MOVIE REVIEW: Ghost in the Shell honours its anime roots
TRANSLATING a cult manga anime into a feature film was never going to be easy.
Ghost in the Shell, the franchise, tells the story of the fictional counter-cyberterrorist organisation Public Security Section 9, led by protagonist Major Motoko Kusanagi, in mid-21st century Japan.
The manga, first materialised in 1989, is cryptic and violent, with a clever and enigmatic script.
When the 2017 feature film was announced, starring Scarlett Johansson rather than a Japanese actress, people were doubtful. I was, too.
But I was wrong.
Johansson is so good as Major that her ethnicity really makes no difference.
She moves and appears to be a synthetic object inhabited by a human ghost. In that regard, her acting is perfect.
Then there is the story.
In the near future, Major (Johansson) is the first of her kind: A human saved from a terrible crash, who is cyber-enhanced to be a perfect soldier devoted to stopping the world's most dangerous criminals.
When terrorism reaches a new level that includes the ability to hack into people's minds and control them, Major is uniquely qualified to stop it.
As she prepares to face a new enemy, Major discovers that she has been lied to: her life was not saved, it was stolen. She will stop at nothing to recover her past, find out who did this to her and stop them before they do it to others.

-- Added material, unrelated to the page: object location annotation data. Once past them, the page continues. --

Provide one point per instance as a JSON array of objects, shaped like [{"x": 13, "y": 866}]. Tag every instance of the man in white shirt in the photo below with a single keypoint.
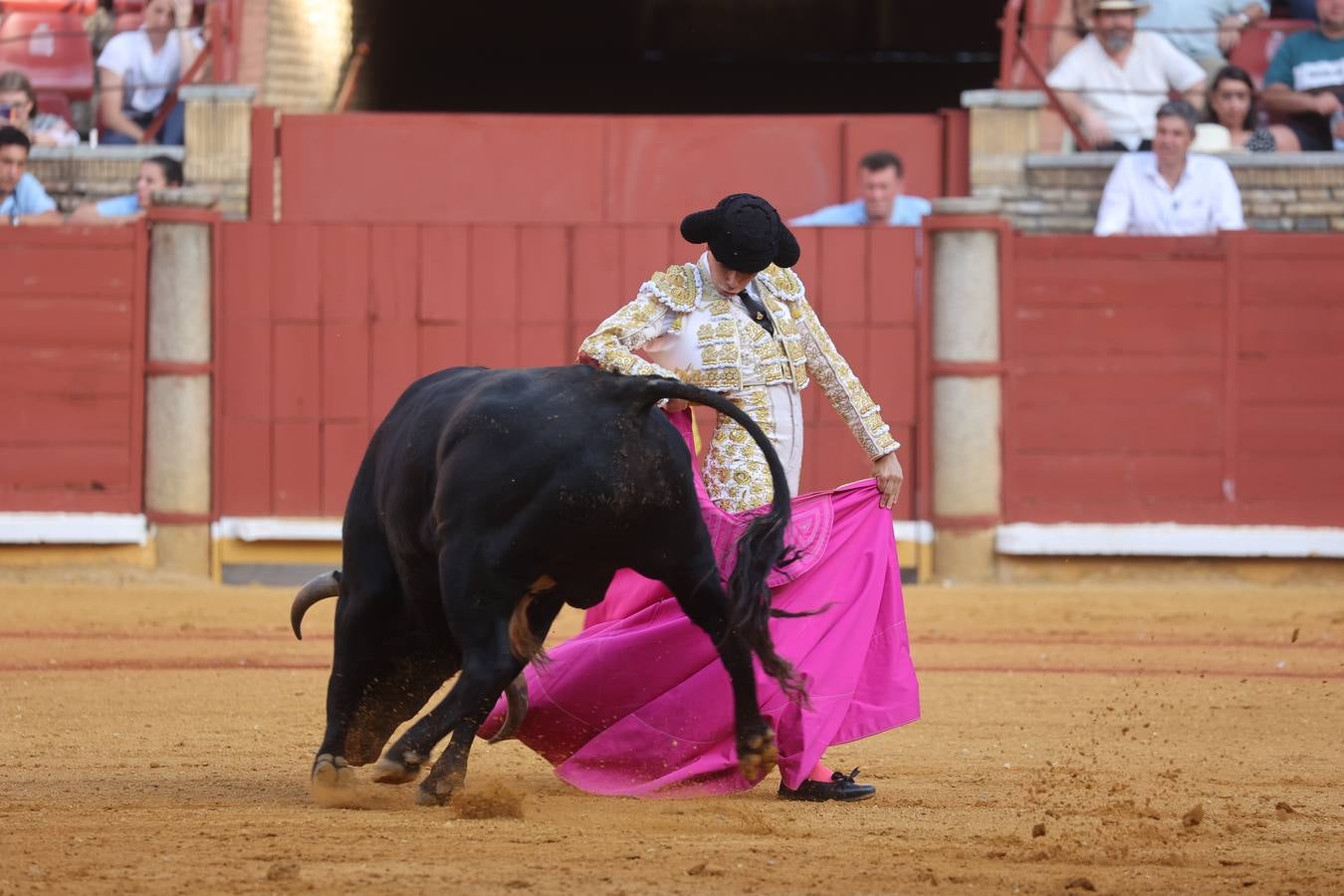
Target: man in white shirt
[
  {"x": 1114, "y": 80},
  {"x": 137, "y": 69},
  {"x": 1170, "y": 191}
]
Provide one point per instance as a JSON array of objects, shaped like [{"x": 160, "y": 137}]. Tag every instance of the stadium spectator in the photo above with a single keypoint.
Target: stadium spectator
[
  {"x": 1305, "y": 81},
  {"x": 1302, "y": 10},
  {"x": 1232, "y": 104},
  {"x": 101, "y": 24},
  {"x": 137, "y": 70},
  {"x": 1114, "y": 80},
  {"x": 1072, "y": 23},
  {"x": 19, "y": 108},
  {"x": 882, "y": 179},
  {"x": 1205, "y": 30},
  {"x": 22, "y": 198},
  {"x": 1170, "y": 191},
  {"x": 154, "y": 173}
]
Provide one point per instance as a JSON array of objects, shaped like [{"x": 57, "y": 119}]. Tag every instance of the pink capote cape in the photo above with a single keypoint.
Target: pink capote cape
[{"x": 638, "y": 704}]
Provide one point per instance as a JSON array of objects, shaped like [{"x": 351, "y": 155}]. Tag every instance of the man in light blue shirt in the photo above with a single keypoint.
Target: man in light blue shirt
[
  {"x": 880, "y": 183},
  {"x": 22, "y": 198},
  {"x": 156, "y": 172}
]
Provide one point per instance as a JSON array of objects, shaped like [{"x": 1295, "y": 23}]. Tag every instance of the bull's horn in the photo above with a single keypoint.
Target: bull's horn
[
  {"x": 517, "y": 696},
  {"x": 318, "y": 588}
]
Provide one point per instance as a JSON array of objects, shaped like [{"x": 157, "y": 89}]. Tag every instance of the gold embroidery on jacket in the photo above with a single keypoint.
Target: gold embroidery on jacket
[{"x": 737, "y": 476}]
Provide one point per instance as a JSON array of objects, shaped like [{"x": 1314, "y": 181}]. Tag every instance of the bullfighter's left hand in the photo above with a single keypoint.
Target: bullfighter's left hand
[{"x": 886, "y": 469}]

So although this film is based on the Japanese Manga, this The Ghost in the Shell film does not follow the plots or timelines of the previous anime films, and die-hard fans are not happy about that.
The graphics are superb and the script, although different, has sequences so similar to the original manga films, it gave me a deja vu moment.
Ghost in the Shell is a good film that could introduce new fans to this cult manga phenomenon.
Ghost in the Shell
Stars: Scarlett Johansson, Takeshi Kitano, Juliette Binoche.